Winkler Prins

Anthony Winkler Prins (1870)

Gepubliceerd op 20-08-2018

Thomasius

betekenis & definitie

Onder dezen naam vermelden wij:

Christian Thomasius, een Duitsch regtsgeleerde, geboren den 1sten Januarij 1655 te Leipzig. Hij studeerde aldaar in de regten en in de wijsbegeerte, trad daarna op als académisch leeraar en was de eerste, die voorlezingen hield in de Duitsche taal. Zijne vrijmoedigheid bezorgde hem vooral onder de godgeleerden vele vijanden, en reeds was te Dresden een bevel van inhechtenisneming tegen hem uitgevaardigd, toen hij in 1690 over Berlijn de wijk nam naar Halle, waar hij zijne lessen opende aan de ridder-académie.
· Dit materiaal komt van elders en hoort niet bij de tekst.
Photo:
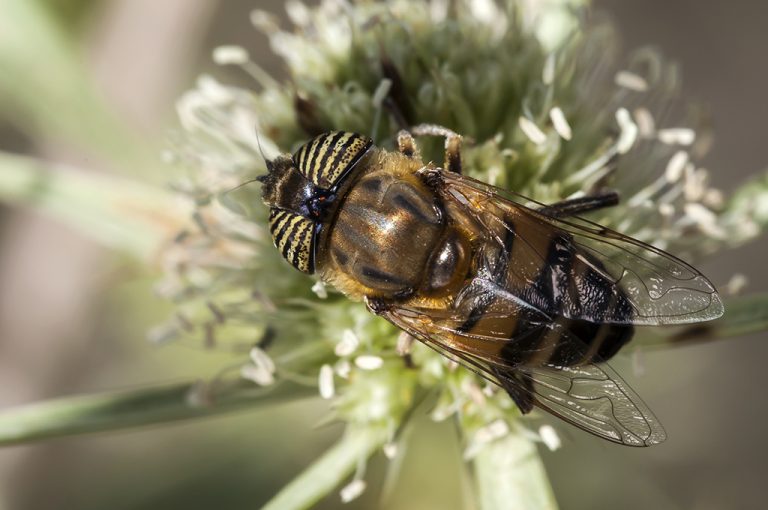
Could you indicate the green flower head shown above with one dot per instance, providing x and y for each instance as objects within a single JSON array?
[{"x": 547, "y": 109}]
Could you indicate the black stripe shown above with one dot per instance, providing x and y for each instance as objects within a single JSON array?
[
  {"x": 343, "y": 150},
  {"x": 375, "y": 274},
  {"x": 500, "y": 273},
  {"x": 299, "y": 236},
  {"x": 291, "y": 237},
  {"x": 334, "y": 141},
  {"x": 409, "y": 206},
  {"x": 310, "y": 170}
]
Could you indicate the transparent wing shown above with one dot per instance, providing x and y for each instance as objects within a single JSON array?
[
  {"x": 578, "y": 269},
  {"x": 589, "y": 395}
]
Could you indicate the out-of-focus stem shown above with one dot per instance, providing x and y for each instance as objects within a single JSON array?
[
  {"x": 509, "y": 474},
  {"x": 327, "y": 472}
]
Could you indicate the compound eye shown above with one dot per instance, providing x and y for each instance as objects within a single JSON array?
[{"x": 294, "y": 236}]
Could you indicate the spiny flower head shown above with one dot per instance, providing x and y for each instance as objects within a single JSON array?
[{"x": 548, "y": 110}]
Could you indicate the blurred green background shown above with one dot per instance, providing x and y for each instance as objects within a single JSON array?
[{"x": 74, "y": 315}]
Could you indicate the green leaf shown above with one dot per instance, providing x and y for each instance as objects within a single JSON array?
[
  {"x": 743, "y": 315},
  {"x": 327, "y": 472},
  {"x": 117, "y": 212},
  {"x": 509, "y": 474},
  {"x": 147, "y": 406}
]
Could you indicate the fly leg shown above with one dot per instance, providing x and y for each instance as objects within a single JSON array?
[
  {"x": 407, "y": 145},
  {"x": 452, "y": 144},
  {"x": 582, "y": 205}
]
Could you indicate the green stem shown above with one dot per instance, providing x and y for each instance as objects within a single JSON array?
[
  {"x": 509, "y": 474},
  {"x": 148, "y": 406},
  {"x": 325, "y": 474},
  {"x": 117, "y": 212}
]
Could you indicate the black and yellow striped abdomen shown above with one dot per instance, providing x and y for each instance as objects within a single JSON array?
[{"x": 548, "y": 277}]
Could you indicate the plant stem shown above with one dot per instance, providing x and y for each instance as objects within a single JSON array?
[
  {"x": 510, "y": 474},
  {"x": 326, "y": 473}
]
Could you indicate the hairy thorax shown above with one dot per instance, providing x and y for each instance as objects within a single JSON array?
[{"x": 390, "y": 238}]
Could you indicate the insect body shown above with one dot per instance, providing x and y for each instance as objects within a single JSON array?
[{"x": 532, "y": 298}]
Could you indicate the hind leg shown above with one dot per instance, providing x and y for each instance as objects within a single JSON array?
[{"x": 582, "y": 205}]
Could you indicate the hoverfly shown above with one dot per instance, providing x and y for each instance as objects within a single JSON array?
[{"x": 530, "y": 297}]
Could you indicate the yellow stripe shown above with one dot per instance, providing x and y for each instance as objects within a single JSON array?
[{"x": 292, "y": 223}]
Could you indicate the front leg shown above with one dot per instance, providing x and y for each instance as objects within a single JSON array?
[
  {"x": 452, "y": 161},
  {"x": 407, "y": 145}
]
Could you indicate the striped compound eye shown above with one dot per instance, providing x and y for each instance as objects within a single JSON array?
[
  {"x": 327, "y": 159},
  {"x": 293, "y": 235}
]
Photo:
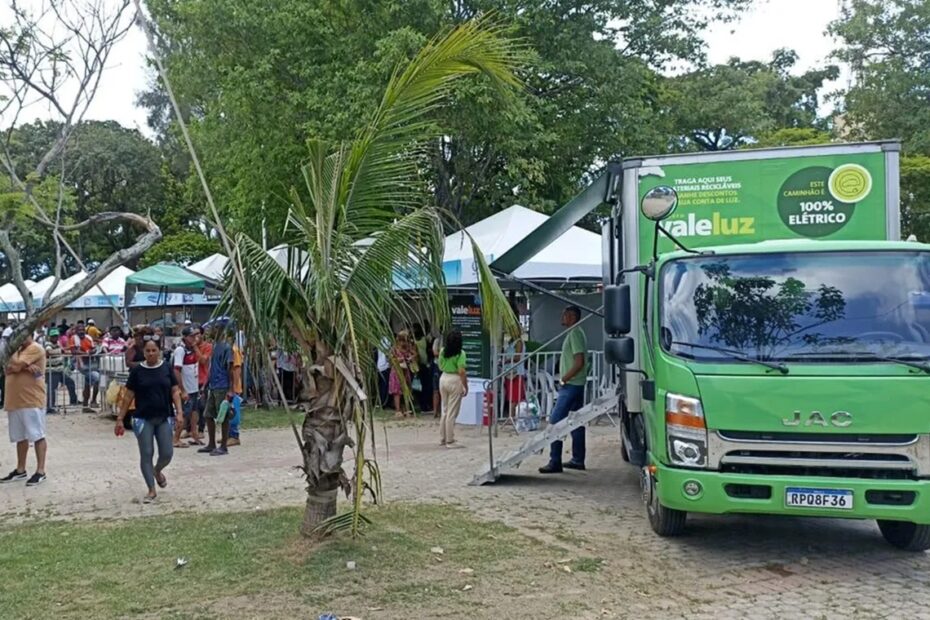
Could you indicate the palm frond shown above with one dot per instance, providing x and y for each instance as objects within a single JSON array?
[
  {"x": 495, "y": 310},
  {"x": 359, "y": 230},
  {"x": 383, "y": 167}
]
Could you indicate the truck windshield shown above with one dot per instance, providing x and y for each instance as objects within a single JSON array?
[{"x": 849, "y": 307}]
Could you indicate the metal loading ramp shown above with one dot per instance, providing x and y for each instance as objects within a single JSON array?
[{"x": 541, "y": 440}]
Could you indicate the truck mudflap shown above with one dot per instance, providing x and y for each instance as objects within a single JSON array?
[{"x": 712, "y": 492}]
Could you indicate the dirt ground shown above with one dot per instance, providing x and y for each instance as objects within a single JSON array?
[{"x": 725, "y": 567}]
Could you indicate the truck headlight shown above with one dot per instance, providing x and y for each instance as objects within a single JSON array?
[{"x": 686, "y": 431}]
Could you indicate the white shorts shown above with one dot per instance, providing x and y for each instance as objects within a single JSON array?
[{"x": 27, "y": 425}]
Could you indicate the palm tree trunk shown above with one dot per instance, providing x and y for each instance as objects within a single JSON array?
[
  {"x": 321, "y": 505},
  {"x": 325, "y": 438}
]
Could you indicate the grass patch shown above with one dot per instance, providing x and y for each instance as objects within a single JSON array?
[
  {"x": 277, "y": 417},
  {"x": 274, "y": 417},
  {"x": 256, "y": 565}
]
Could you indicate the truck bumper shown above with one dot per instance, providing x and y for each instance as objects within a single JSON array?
[{"x": 722, "y": 493}]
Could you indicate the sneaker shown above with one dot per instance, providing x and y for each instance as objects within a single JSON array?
[{"x": 14, "y": 476}]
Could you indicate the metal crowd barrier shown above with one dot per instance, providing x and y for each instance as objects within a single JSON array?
[
  {"x": 540, "y": 376},
  {"x": 66, "y": 376}
]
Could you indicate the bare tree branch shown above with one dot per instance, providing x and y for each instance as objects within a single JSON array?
[{"x": 46, "y": 52}]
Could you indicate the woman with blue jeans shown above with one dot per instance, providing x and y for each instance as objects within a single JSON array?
[{"x": 154, "y": 388}]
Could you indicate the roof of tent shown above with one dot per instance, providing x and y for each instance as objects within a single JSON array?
[
  {"x": 169, "y": 278},
  {"x": 575, "y": 255},
  {"x": 107, "y": 292},
  {"x": 211, "y": 267},
  {"x": 10, "y": 299}
]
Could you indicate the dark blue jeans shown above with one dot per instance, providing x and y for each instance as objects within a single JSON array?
[{"x": 570, "y": 398}]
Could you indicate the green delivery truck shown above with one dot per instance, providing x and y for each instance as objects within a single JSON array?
[{"x": 772, "y": 335}]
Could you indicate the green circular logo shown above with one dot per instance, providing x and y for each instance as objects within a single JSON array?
[
  {"x": 850, "y": 183},
  {"x": 808, "y": 207}
]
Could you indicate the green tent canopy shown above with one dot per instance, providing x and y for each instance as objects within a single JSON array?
[
  {"x": 166, "y": 276},
  {"x": 165, "y": 279}
]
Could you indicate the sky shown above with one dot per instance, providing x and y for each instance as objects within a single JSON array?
[{"x": 767, "y": 26}]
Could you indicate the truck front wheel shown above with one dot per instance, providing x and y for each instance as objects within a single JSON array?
[
  {"x": 664, "y": 521},
  {"x": 906, "y": 535}
]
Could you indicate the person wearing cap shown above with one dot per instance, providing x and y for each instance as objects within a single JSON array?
[
  {"x": 113, "y": 342},
  {"x": 219, "y": 391},
  {"x": 186, "y": 363},
  {"x": 59, "y": 370},
  {"x": 84, "y": 350},
  {"x": 93, "y": 331}
]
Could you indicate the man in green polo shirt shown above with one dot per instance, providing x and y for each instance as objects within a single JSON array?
[{"x": 573, "y": 373}]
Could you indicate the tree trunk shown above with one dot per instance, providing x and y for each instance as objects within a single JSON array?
[
  {"x": 321, "y": 505},
  {"x": 325, "y": 438}
]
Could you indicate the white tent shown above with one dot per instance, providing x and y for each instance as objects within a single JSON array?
[
  {"x": 10, "y": 299},
  {"x": 107, "y": 293},
  {"x": 211, "y": 267},
  {"x": 576, "y": 255},
  {"x": 42, "y": 291}
]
In 1694 werd hij benoemd tot hoogleeraar in de regten aan de gedeeltelik door zijne medewerking gestichte universiteit te Halle, — voorts tot geheimraad en rector. Hij overleed aldaar den 23sten September 1728. Hij heeft de invoering bevorderd van eene betere methode bij de behandeling der wetenschappen, vooral bij die der wijsbegeerte, door opruiming der gebruikelijke terminologie. Ook heeft hij de heksenprocessen en de pijnbank met kracht bestreden. Hij schreef: „Vernünftigen und christlichen, aber nicht scheinheiligen Gedanken und Erinnerungen über allerhand gemischte philosophische und juristische Händel (1723-1725, 3 dln; aanhangsel, 1826)”,— en „Historie der Weisheit und Thorheit (1693, 3 dln)”, alsmede onderscheidene werken over natuurregt en zedeleer.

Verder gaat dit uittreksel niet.